IRCAM 2021 - ViaDialog - David Guennec
Sept. 10, 2021
Intervention title :
Towards helpful, customer-specific Text-To-Speech synthesis
Abstract :
The subject of automatic speech synthesis began to be democratized in the 90s. We've all had to deal with those automatic answering machine voices that made us all suffer at first. Today, however, advances in both language understanding and the acoustic quality of speech synthesis approaches have enabled us to make giant leaps forward, and new voice services are now rapidly increasing in quality and capability, with voices that are ever more human and expressive.

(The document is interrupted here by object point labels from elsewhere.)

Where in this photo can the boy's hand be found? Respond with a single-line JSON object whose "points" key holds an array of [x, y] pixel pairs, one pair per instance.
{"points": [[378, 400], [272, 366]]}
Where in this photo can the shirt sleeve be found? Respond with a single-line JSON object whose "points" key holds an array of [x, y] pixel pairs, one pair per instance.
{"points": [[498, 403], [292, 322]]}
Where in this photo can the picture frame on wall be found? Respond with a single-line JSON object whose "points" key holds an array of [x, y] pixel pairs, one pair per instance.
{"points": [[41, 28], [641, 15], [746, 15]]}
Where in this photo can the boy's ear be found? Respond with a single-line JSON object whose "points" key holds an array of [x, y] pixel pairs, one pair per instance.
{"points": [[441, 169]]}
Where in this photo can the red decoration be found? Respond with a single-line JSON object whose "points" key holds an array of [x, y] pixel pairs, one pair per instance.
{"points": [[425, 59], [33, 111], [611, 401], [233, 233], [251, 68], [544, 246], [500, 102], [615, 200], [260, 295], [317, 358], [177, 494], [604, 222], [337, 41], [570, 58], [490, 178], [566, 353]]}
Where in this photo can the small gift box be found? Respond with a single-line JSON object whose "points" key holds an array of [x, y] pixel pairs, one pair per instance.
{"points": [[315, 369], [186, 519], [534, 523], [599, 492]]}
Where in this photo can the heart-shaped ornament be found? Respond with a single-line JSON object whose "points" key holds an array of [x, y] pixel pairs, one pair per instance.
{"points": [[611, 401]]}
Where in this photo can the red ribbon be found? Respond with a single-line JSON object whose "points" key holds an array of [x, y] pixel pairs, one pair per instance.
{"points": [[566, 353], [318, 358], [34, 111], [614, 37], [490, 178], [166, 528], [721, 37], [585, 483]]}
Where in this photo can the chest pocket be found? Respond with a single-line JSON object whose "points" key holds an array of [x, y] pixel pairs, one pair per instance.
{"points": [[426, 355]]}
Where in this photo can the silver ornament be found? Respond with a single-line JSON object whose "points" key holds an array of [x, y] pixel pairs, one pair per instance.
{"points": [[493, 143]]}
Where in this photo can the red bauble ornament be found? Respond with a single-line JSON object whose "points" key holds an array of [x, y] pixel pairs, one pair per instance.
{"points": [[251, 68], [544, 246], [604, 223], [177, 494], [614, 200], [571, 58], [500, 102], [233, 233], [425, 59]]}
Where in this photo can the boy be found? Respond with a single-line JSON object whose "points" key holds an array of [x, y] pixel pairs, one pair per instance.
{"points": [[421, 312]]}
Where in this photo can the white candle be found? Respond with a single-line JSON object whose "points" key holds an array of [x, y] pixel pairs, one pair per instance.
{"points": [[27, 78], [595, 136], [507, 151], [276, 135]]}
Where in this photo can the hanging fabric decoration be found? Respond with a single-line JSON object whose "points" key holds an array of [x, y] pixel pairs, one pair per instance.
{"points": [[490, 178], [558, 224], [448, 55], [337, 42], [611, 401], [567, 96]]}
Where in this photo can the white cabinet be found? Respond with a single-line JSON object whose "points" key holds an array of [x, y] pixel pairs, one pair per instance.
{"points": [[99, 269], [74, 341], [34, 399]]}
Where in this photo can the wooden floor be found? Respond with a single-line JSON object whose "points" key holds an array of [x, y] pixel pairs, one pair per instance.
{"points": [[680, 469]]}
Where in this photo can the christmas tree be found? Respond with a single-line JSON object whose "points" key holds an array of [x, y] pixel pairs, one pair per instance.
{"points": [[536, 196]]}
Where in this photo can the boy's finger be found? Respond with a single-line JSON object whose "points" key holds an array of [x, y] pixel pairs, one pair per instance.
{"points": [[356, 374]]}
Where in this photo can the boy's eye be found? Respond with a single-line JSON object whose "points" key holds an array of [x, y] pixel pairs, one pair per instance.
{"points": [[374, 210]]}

In this presentation, we will briefly review recent advances in speech synthesis. After this introduction, we'll move on to discuss how to customize text-to-speech voices to meet customer needs, on several levels. Firstly, at the level of the main components of oral expression: language, speech style, language register and gender, for example. Secondly, we'll look at issues relating to the utterance itself, mainly prosodic (pitch manipulation, flow). Finally, we'll conclude with a discussion of the subsidiary elements that need to be taken into account to best meet the needs of customers and end-users of synthesized voice in our constantly changing world.
Speaker information :
Name: David GUENNEC
Mini bio: A computer scientist with a passion for the history of sound reproduction, David Guennec specializes in new voice technologies. After a PhD in speech synthesis, he turned to the creation of voice assistants integrating the entire voice reproduction chain, from speech recognition to synthesis and natural language understanding. Currently at ViaDialog, he is focusing on speech synthesis and recognition.